Premio Giuseppe Alberghini

||Premio Giuseppe Alberghini
Premio Giuseppe Alberghini 2019-01-30T18:42:13+00:00

Scopriamo insieme la bellezza della musica classica, jazz e folk

Il Premio  Giuseppe Alberghini nasce dalla volontà dell’Unione Reno Galliera di valorizzare i giovani musicisti e compositori.  E ’dedicato a tutti i giovani residenti o domiciliati presso uno dei Comuni della Regione Emilia Romagna.

Il premio è giunto alla sua quarta edizione e Scuolare collabora da quest’anno all’organizzazione del concorso.  Sarà per noi un’occasione meravigliosa per immergerci insieme a genitori, ragazzi e tutta la comunità educante  nel mondo della musica classica, ricco di colori, emozioni positive e così tanta bellezza.

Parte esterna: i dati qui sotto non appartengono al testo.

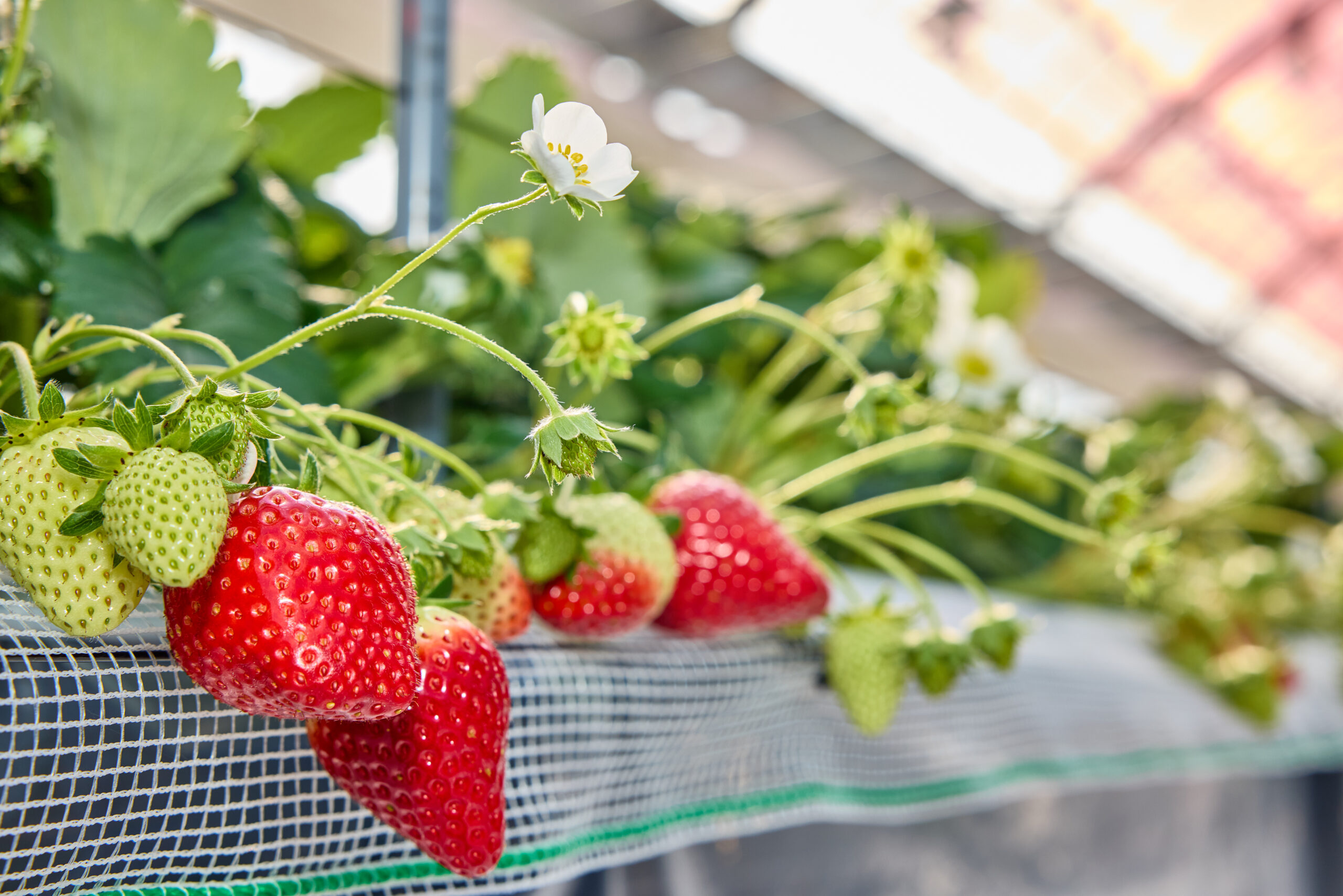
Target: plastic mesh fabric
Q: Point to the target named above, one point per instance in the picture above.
(121, 775)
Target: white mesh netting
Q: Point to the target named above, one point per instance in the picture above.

Il concorso di avvale della partnership della Fondazione Teatro Comunale di Bologna, del sostegno dei Lions Clubs del Distretto 108Tb, di Emil Banca Credito Cooperativo, di All For Muisc (Strumenti Musicali Bologna) di ASA (Azienda Servizi Ambientali) nonché del supporto  della Fondazione Musica Insieme e dell’Accademia Pianistica Internazionale di Imola. Media partner Radio E-R Emilia Romagna e Magazzini Sonori.

Cenni storici

Giuseppe Alberghini – Violoncellista (Pieve di Cento 1879– New York 1954) definito “Il divino Alberghini” dall’amico Gabriele D’Annunzio  in una dedica autografa, nato a Pieve di Cento nel 1879, fu il maggiore di quattro fratelli tutti artisti: Luigi (flautista), Alfredo (violinista) e Antonio (pittore). Cominciati gli studi presso la scuola di musica pievese entra dodicenne al Liceo Rossini di Bologna (oggi Conservatorio Martini) sotto il grande Francesco Serato, fondatore del “Quartetto bolognese”, distinguendosi sin dal primo anno. Diplomatosi nel 1898, eseguendo “alla perfezione” il temutissimo concerto op.32 per violoncello di Jules De Swert, comincia da subito la sua carriera lavorando con i principali direttori d’orchestra dell’epoca, in Italia e all’estero. Nel 1905 durante una tournée in Egitto conosce il soprano Alice Zeppilli (cui Pieve di Cento ha dedicato il proprio teatro comunale) che sposerà nel 1913, dopo essersi trasferito negli USA. Diviene primo violoncello del Teatro Metropolitan di New York e dell’Auditorium di Chicago, nonché apprezzato insegnante. Si diletta anche di liuteria, creando il primo violoncello sordino, da studio.

I coniugi Alberghini divideranno il loro tempo tra le dimore di New York, Montecarlo e Pieve di Cento. Giuseppe muore alla fine del 1954 nella grande metropoli americana.